Take the UN Security Council seriously again

AS a Muslim now living in Europe, I believe one aspect of the diplomatic fallout of the American bombing of Libya is being overlooked. Commentators here see the attack as having damaged the cohesion of NATO. Yet NATO, despite its broad mission, was not built for responding to a Colonel Qaddafi. The institution that is designed to deal with such challenges was overlooked -- namely, the United Nations Security Council.

It is the failure over the last 40 years to build up a credible international mechanism for resolving disputes before they turn violent that was shown up in the skies over Tripoli and Benghazi. Even if global action cannot break the deadlock of East-West confrontation, there is no excuse for having let the capacity to resolve conflicts of this sort slip away.

Because 40 years of disappointment has taken its toll on public expectations, we have given up even noticing what we are missing. Yet, looking at informed opinion in both the West and the rest of the world, it is safe to say that while there are deep-seated differences about the Middle East -- and the causes Libya espouses -- there is a shared concern about means. In the West the difference between America and its allies is not one of aim but method. Public opinion throughout the West is convinced, rightly or wrongly, that Colonel Qaddafi is a danger.

Even most of those in Europe who have condemned the American action believe that. Reservations were about the bombing. Europeans wished there had been some other way to resolve the dispute than by having to resort to force. Many Americans would probably also have welcomed a more peaceful resolution. Bombing was the resort of an administration that felt it had run out of other alternatives.

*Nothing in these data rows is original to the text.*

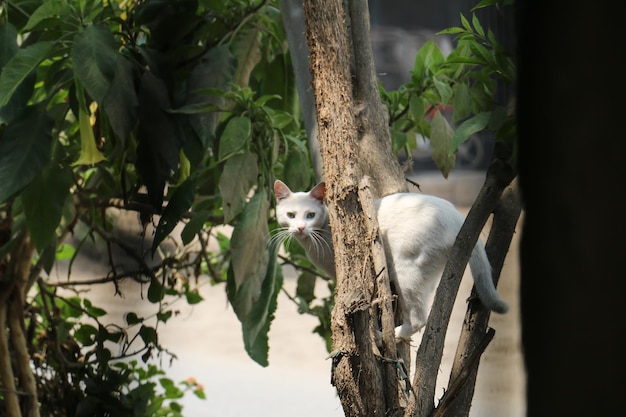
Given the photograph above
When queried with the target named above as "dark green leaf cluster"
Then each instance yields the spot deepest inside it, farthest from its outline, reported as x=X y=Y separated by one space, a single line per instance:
x=451 y=98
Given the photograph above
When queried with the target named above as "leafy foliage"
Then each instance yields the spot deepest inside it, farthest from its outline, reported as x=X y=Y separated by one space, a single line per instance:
x=149 y=106
x=184 y=112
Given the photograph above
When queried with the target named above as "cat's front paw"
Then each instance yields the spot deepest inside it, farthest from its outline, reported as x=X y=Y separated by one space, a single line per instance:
x=404 y=332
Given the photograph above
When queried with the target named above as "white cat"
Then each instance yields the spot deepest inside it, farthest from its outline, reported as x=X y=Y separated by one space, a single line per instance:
x=418 y=231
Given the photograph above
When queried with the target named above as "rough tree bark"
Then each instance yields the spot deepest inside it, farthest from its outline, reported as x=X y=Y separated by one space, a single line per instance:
x=358 y=166
x=16 y=376
x=354 y=141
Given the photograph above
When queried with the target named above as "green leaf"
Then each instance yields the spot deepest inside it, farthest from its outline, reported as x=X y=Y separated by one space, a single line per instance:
x=164 y=316
x=195 y=224
x=469 y=127
x=215 y=70
x=257 y=323
x=160 y=138
x=444 y=90
x=477 y=26
x=416 y=108
x=235 y=136
x=440 y=142
x=155 y=291
x=462 y=103
x=193 y=297
x=20 y=66
x=120 y=102
x=306 y=286
x=21 y=96
x=132 y=318
x=65 y=251
x=249 y=257
x=180 y=202
x=8 y=43
x=86 y=334
x=428 y=58
x=238 y=177
x=58 y=9
x=24 y=150
x=43 y=200
x=297 y=171
x=95 y=60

But the frustration of a lack of peaceful means to sort out problems is not one-sided. Even those leaders in the Middle East who are opposed to Libya would ruefully acknowledge that Colonel Qaddafi is tapping a deep vein of anger. Again, many people, in the Mideast and elsewhere, oppose or have misgivings about the methods of ``last resort,'' such as terrorism, by which political causes have come to be pursued in the Middle East. The difficulty is that peaceful options often seem to have been exhausted.

Palestinians who have grown up knowing nothing but the life of a refugee camp are the tragic human byproducts of the failure of peaceful conflict resolution. The point is -- whatever one's personal view, or that of governments, on the Middle East situation and this new Libyan American twist to it -- surely we can all agree that the failure of peaceful diplomacy is increasingly dangerous. One unsolved dispute feeds into the next, so that the chain of ugly little wars gets ever longer, with a constant risk that they might set off a wider conflict.

This simple truth was already self-evident at the dawn of the nuclear age in 1945. War had become too dangerous a business. Hence the rationale behind the creation of the United Nations and its Security Council. The UN is now dismissed as a piece of liberal wishful thinking, but in fact the purposes behind its creation were quite pragmatic.

Now the UN is seen merely as a talking-shop, a forum for weak states to let off steam. Yet strong states also have a need for it. When it comes to the issue of putting together a national foreign policy, the public now expects a lot more from its highest officials than in past years. A major world power is less able to use the excuse that something can't be done than is possible for, say, a small African state. Yet, more often than not, as history shows, national objectives are hard to achieve through the blunt use of power alone. Case in point: dealing with terrorism.

An effective policy to counter terrorism must rest on comprehensive international action. Not just by Europe and the United States -- but by the whole international community. That can be done if the policy is seen to be fair and firm and not taken to brush over genuine political grievances. Only then can terrorism be curbed.

The UN Security Council may not appear to be the best mechanism for fixing things up between quarreling states, but it would be hard to draw up anything that looks stronger on paper. The main powers, the US, Soviet Union, China, Britain, and France, have a veto, and the rest of the membership is carefully elected to represent various world regions. Yet from the beginning, governments have played to the camera and acted out of narrow self-interest rather than undertaking the genuine hard bargaining that heads off conflicts.

Global peace requires global thinking. As a consequence, even the cameras have left as the Security Council's deliberations became less and less relevant. Its post-Libya raid meetings satisfied neither America nor its critics.

The planes over Libya were a reflection of our collective failure to build a contemporary means of conflict resolution. It is time we all took the UN Security Council seriously once again.

Sadruddin Aga Khan, a former UN high commissioner for refugees, is at present working to resolve international humanitarian issues.